Look them up in the phone book and call.

You are afraid to "ruin" him, but what he's going to do next time is crack your skull and either give you brain damage or kill you. Who will care for the children if that happens?

What is it that you are afraid of, if he is ruined--is it that he will lose his job/career; that he will go to jail; or that he will seek revenge? Or all of these, or something else?


----------



## calvin (Jan 7, 2012)

Do you have a brother or relative that can show him what it feels like to be hit? Someone to protect you all and stay with?
There's help out there,pick up the phone before its too late,think about the kids
_Posted via Mobile Device_


----------



## keko (Mar 21, 2012)

Please call your father, brother, uncle or someone strong from your family to help you move yourself and kids somewhere else, somewhere your husband doesn't know. 

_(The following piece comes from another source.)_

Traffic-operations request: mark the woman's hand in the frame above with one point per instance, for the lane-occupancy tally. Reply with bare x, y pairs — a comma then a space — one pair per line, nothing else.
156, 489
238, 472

There is no excuse for physical abuse, NONE. Please start acting before you get hurt even more.


----------



## ing (Mar 26, 2011)

Hi. 
Posting that was the first step. You told somebody, even if it is a bunch of strangers. In an abusive relationship it becomes very difficult to escape. The ultimate vicious circle.

You need to get some help in the real world becuasse your kids and you deserve better. Lets have a look at what you wrote..



> My problem is that *i am so alone* in trying to make the most difficult decision in my life and i need your help...My husband is the most* controlling, bullying, hateful person i have ever come across even my/his children cant bare him any more.*
> 
> I am ready to *ask* for a divorce but am *so scared* of the reaction i will get. *I have been controlled by him and his narcissistic ways for over 23 years* and i really am at the end of my tether.
> 
> ...


This is truly awful and you need to understand that you are not alone in this. His behaviour is NOT tolerated by society and it will come down really hard on him. 
So here is a check list.
1 GET HELP.
Go to the directory and look up abuse help. Physical. Call them. 

2. If he comes near you again you call the police and you prosecute. Ruining him is the least of your worries! Your kids are at stake here. 

You need to talk to people about this. You need to get outside help, one of the worst things about abuse is that it stays inside the family and the perpetrator gets away with it for years. This is one of the hardest things you will ever do, but start by looking in the phone book and finding a support group. Professional help WILL be required. Escaping a Narcissistic is very, very difficult.

DELETE YOUR WEB HISTORY.


----------



## TBT (Dec 20, 2011)

I don't think I can adequately express the helplessness that I feel in reading your OP.Not because of what you haven't done,but because of the reasons why you haven't.If it's mainly to do with the children,then talk to them and listen to what their hearts are saying.I lived the first 9-10 years of my life in a home where my father was constantly abusing my mother physically,emotionally and verbally.Living like that was hell on all of us,but the hardest part for me was constantly worrying that the worst might happen to my mom.I love my mom so very much and I remember watching her often back then as she would stare out the window lonely and worried and I felt so helpless in not knowing what I could do to help her.Maybe your kids feel the same way,so hopefully you can really listen to them as I'm sure they love you very much.Situations like yours often appear ambiguous to kids.They see their mom being abused,but she stays so they don't really know how to support you.If you take a firm direction and decide to leave I'm sure your children would support you 100%,as they've probably been feeling fearful and helpless partly because you sit in the limbo of indecision.

Life will get better for you if you decide to leave,as given your situation at present it can't get anything but better.They say every journey starts with that first step and I hope you take it.My prayers and thoughts are with you and I hope that you and all mothers in your situation know how much you are loved and valued by your children who really just want the best for you.Take care and God bless.


----------



## jtut21 (Mar 21, 2012)

You absolutely need to get out of the relationship right away and to have some support during the entire process. You can contact the police to have their assistance as you commence the divorce to protect yourself. 

Best of luck,

Josh


----------